The mbsndup function will return a copy of the multibyte string at src. No more than sn bytes of src will be examined and no more than cn characters will be converted. If the sn or cn constraints end on an incomplete multibyte sequence or if the '\0' is encountered in the middle of an incomplete multibyte sequence those extra bytes will not be copied. Only a complete multibyte string will be returned.

char *mbsoff(char *src, int off);

The mbsoff function will return the substring of src that starts at off. The off parameter is measured in characters where characters are display positions and control character however it is not common that strings contain control characters (should not from an ADT perspective).

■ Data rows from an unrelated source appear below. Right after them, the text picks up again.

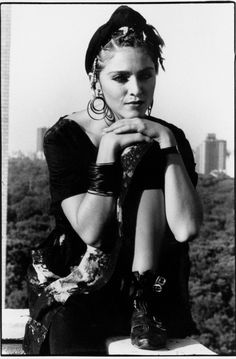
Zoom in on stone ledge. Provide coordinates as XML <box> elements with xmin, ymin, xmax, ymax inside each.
<box><xmin>2</xmin><ymin>309</ymin><xmax>216</xmax><ymax>356</ymax></box>
<box><xmin>107</xmin><ymin>337</ymin><xmax>216</xmax><ymax>356</ymax></box>
<box><xmin>2</xmin><ymin>309</ymin><xmax>29</xmax><ymax>341</ymax></box>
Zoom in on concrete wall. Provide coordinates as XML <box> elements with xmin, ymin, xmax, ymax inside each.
<box><xmin>1</xmin><ymin>4</ymin><xmax>11</xmax><ymax>308</ymax></box>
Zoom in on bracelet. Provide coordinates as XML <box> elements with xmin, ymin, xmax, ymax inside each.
<box><xmin>161</xmin><ymin>146</ymin><xmax>179</xmax><ymax>155</ymax></box>
<box><xmin>88</xmin><ymin>162</ymin><xmax>121</xmax><ymax>196</ymax></box>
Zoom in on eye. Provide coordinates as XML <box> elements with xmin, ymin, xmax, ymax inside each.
<box><xmin>112</xmin><ymin>74</ymin><xmax>128</xmax><ymax>83</ymax></box>
<box><xmin>139</xmin><ymin>72</ymin><xmax>153</xmax><ymax>80</ymax></box>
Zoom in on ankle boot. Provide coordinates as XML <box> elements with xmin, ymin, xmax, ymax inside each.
<box><xmin>130</xmin><ymin>271</ymin><xmax>167</xmax><ymax>350</ymax></box>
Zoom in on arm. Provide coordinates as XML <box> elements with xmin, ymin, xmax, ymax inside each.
<box><xmin>106</xmin><ymin>118</ymin><xmax>202</xmax><ymax>242</ymax></box>
<box><xmin>62</xmin><ymin>133</ymin><xmax>150</xmax><ymax>248</ymax></box>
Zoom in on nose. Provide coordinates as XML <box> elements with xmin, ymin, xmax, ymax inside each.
<box><xmin>128</xmin><ymin>76</ymin><xmax>142</xmax><ymax>96</ymax></box>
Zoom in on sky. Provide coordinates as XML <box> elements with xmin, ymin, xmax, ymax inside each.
<box><xmin>6</xmin><ymin>3</ymin><xmax>234</xmax><ymax>176</ymax></box>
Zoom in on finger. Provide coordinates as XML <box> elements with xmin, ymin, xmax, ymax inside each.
<box><xmin>113</xmin><ymin>124</ymin><xmax>139</xmax><ymax>134</ymax></box>
<box><xmin>103</xmin><ymin>120</ymin><xmax>125</xmax><ymax>133</ymax></box>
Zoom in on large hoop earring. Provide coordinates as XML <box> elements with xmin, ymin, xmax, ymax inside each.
<box><xmin>87</xmin><ymin>91</ymin><xmax>115</xmax><ymax>126</ymax></box>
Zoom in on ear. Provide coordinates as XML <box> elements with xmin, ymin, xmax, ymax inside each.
<box><xmin>88</xmin><ymin>72</ymin><xmax>101</xmax><ymax>93</ymax></box>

char *mbsnoff(char *src, int off, size_t sn);

The mbsnoff function will return the substring of src that starts at off number of characters. No more than sn number of bytes of src will be examined. If the sn parameter is exhausted, a pointer to the next valid multibyte character sequence following the sn position is returned.

char *mbschr(char *src, wchar_t wc);

The mbschr function will return a substring pointing to the first occurrence of the character wc in the mutibyte string represented by src.

char *mbsnchr(char *src, size_t sn, int cn, wchar_t wc);

The mbschr function will return a substring pointing to the first occurrence of the character wc in the mutibyte string represented by src. No more than sn bytes of src will be examined and no more than cn characters will be converted. Either or both sn and cn may be -1 indicating the constraint should be ignored (no limit).

int mbswidth(const char *src, size_t sn, int wn);

The mbswidth function will return the number of display positions a multibyte sequence will occupy. No more than sn bytes of src will be examined and no more than wn display positions will be considered. Control characters are considered to occupy 1 display position (so there should be no control characters in the src string).

char *mbssub(char *src, size_t sn, int wn);

The mbssub function will return a substring of the multibyte sequence src that is no larger in size than sn and will occupy no more than wn display positions should it be printed on a mutilbyte (UTF-8) capable display.